J’ai regardé le ciel qui passait rapidement du gris au noir, laissant cependant découvrir les éclairs du temps des fêtes. Les reflets sur la vitrine ressemblaient à des aurores boréales. Dans le noir, c’étaient des étoiles qui entouraient les arbres. J’ai pensé à cette église photographiée il y a quelques jours, presque laissée à l’abandon, mais dans laquelle on a tout de même posé des lumières festives. Je me suis souvenu que, chez moi, une grande étoile illuminée était accrochée. J’avais pris le temps de la photographier, elle aussi. 







J’ai pris le temps de finir mon café, tranquillement. Mon sourire un peu béat vers la jeune fille n’a pas été bien reçu : elle m’a jeté un de ces regards. Peu importe, j’ai su que le retour à la maison se ferait plus lentement.
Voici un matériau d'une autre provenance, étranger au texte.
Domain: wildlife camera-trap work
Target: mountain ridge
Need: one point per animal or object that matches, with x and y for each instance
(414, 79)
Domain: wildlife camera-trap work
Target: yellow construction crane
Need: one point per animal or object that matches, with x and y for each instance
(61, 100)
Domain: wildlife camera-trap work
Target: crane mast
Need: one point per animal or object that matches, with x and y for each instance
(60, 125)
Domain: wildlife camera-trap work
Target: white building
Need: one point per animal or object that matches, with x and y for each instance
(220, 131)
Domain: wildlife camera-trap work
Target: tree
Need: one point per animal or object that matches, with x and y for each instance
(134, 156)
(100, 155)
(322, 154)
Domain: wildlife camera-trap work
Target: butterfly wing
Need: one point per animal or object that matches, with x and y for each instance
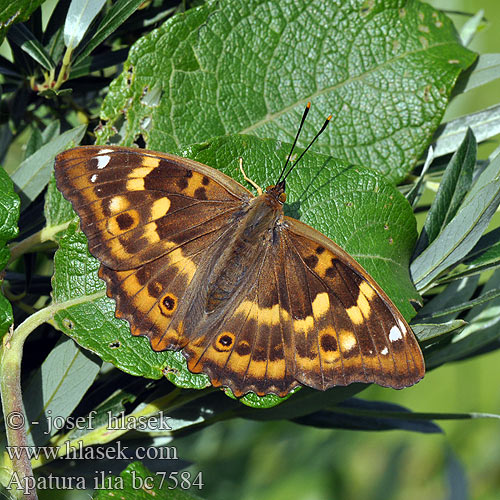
(313, 317)
(150, 219)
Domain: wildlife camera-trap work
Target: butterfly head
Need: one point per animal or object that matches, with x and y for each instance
(277, 191)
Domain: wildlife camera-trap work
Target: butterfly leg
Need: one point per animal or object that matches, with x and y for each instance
(250, 181)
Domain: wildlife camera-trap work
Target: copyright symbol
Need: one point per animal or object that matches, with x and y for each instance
(15, 420)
C’est le temps des fêtes, après tout. J’ai le droit de déambuler avec des airs d’amour et de joie dans la tête. 

20.11.11

Déambulation 40. Cette peur avant la joie.
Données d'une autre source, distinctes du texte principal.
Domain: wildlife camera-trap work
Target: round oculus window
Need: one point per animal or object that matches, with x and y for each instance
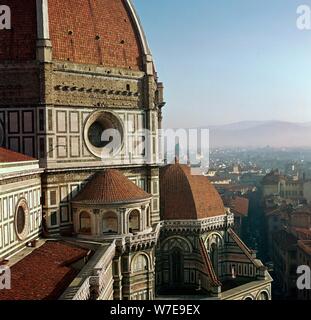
(103, 133)
(21, 219)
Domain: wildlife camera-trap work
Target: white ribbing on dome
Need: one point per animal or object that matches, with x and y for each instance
(150, 67)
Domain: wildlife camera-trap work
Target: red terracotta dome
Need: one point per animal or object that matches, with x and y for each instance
(111, 187)
(187, 197)
(99, 32)
(94, 32)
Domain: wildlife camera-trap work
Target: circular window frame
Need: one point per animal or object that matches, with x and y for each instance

J’avais peu à faire et le soleil brillait de cette lumière particulière qu’on ne voit qu’à l’automne. J’ai mis le pied dehors pour profiter du beau temps et de ces émotions qui m’habitaient : un certain vertige, une allégresse, mais aussi cette drôle de peur qui s’installe tout juste avant les événements heureux. 

Ma belle-sœur mettait au monde un enfant. J’ai cru bon acheter des fleurs. 


C’est un geste on ne peut plus traditionnel que je pose encore rarement tant il souligne ma maturité : n’est-ce pas que seuls les adultes achètent des fleurs? 

J’entre toujours chez le fleuriste à tâtons. Pendant que je regarde inutilement les arrangements floraux posés ça et là entre la porte et le comptoir, j’ai l’impression que mon manteau pourrait accrocher un vase et le faire tomber. Je tente de lire le nom des plantes sans en comprendre la provenance. Je les trouve toutes belles et je me dis que ce serait trop compliqué. Je n’y connais rien. Je me sens loin de chez moi, les odeurs me montent à la tête, je préfère les feuilles mortes, oranges et brunes. Mais on n’offre pas des feuilles mortes à une femme qui vient de donner la vie. 

Patiente, la fleuriste m’attend, alors que j’hésite. Longuement. On m’a dit que les bouquets d’automne ne sentent pas trop fort, on m’a dit que ce serait apprécié après l’accouchement. Ça tombe bien.

Je finis par choisir sans être convaincu – je ne le suis jamais. La fleuriste toujours patiente prend une éternité pour confectionner le bouquet. Je choisis une carte pour écrire un message. Je pense au message. Ça ne vient pas. Je le ferai plus tard, en chemin vers l’hôpital, en pleine errance. Je pense à ma belle-sœur, je pense surtout à ce qu’aura l’air cet enfant, ce qu’il aimera. Les fleurs seront pour la mère. La carte, pour l’enfant. 


La fleuriste a fait un beau travail : je suis ému. Je pars avec les fleurs et la carte encore vierge pour enfin déambuler. J’a beaucoup à marcher et un peu de temps devant moi. Je croise une amie qui passe rapidement avec un sourire; j’oublie que je tiens un bouquet de fleurs dans mes bras. C’est que la lumière est si belle et me rappelle d’autres jours aussi bien éclairés : cette journée où j’ai marché en zigzags pour me rendre au mariage d’une amie, cette autre journée où j’ai photographié quelques coins de rue près du quartier dans lequel j’allais m’installer, cet après-midi passé à me promener tranquillement pour arriver enfin dans un parc où l’on avait organisé une fête pour le long départ en Europe de ma sœur. Cette année, tous ces moments importants étaient précédés de cette peur avant la joie, d’une petite marche en plein soleil, celui-là même qui réchauffe les fleurs. 




Je ne croyais pas aborder ces événements aussi grandioses que banals. Un mariage, un départ, une naissance, un déménagement : tous ces événements tant attendus et pourtant si nombreux arrivent sans doute plus régulièrement à un certain âge. Je ne suis qu’au début de cette longue route vers la maturité, je n’en suis qu’aux premières fleurs. J’entreprends heureusement ce chemin avec la lenteur et le vertige nécessaires à celui qui erre.